Flag to POW/MIA now flies in Hutto

A strong wind cut through Hutto Monday and outside of fire station No.1 a new flag now flies proudly along with the stars and bars.

The banner, honors prisoners of war and those listed as missing in action.

"We are compelled to never forget that while we enjoy our daily pleasure there are others who endured and may still be enduring the agony of pain, deprivation and imprisonment," said Tony Gaitan with the American Legion Post 302.

Members of the local American Legion post presented the flag to the fire department. It was raised by an honor guard followed by a traditional bugle salute. Some of the first responders who stood in line even wore their own military uniforms. 

"This is for the families, this is so the families know we remember," said Hutto Fire Chief Scott Kerwood.
The chief has always been a firefighter but he also comes from a military family.

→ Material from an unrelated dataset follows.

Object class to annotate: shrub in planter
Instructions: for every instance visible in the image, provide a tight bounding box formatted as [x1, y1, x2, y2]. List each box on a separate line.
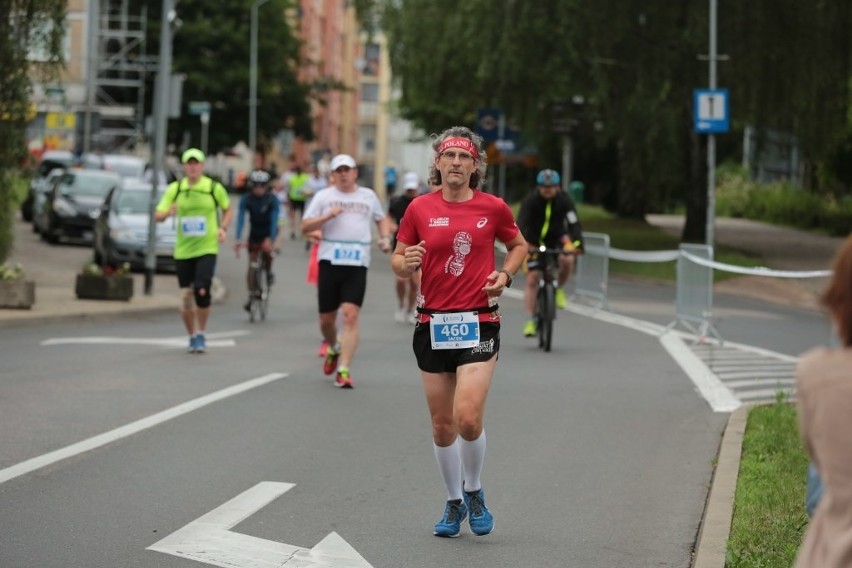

"We wanted to do something to that recognize the sacrifices the military has made, and this is one way that we could do it, by constantly having on display our commitment to military personnel," said Chief Kerwood.

According to the defense POW/MIA accounting agency, there are currently more than 82,000 American service members listed as missing.  Warriors who fought in conflicts now and dating back to WWII. For one woman the ceremony here in Hutton was more than a symbolic gathering, it was deeply personal."

Patsey Macmelugiin lost her brother during the Vietnam war in a helicopter crash. 

"I keep looking for closure because it was such a senseless thing," said MacMelugiin.

It took six long years to find the crash site, but even then, Macmelugiin said her brother's body was never recovered. The flag flying over Fire Station 1 represents both a painful reminder of loss and of  hope.

"I'm finally able to talk about it and will soon be 77 years old, so that tells you, how many years of healing I've had to go through, I mean it’s been an up and down road. It’s still hard to accept, that was my brother, we grew up together, he was the guy who took care of me when I was in High School, It’s a day by day process," said MacMelugiin.

While a flag cannot remove the feeling of loss- it is a symbolic promise, joined now in Hutto, to not forget those who are still waiting to come home.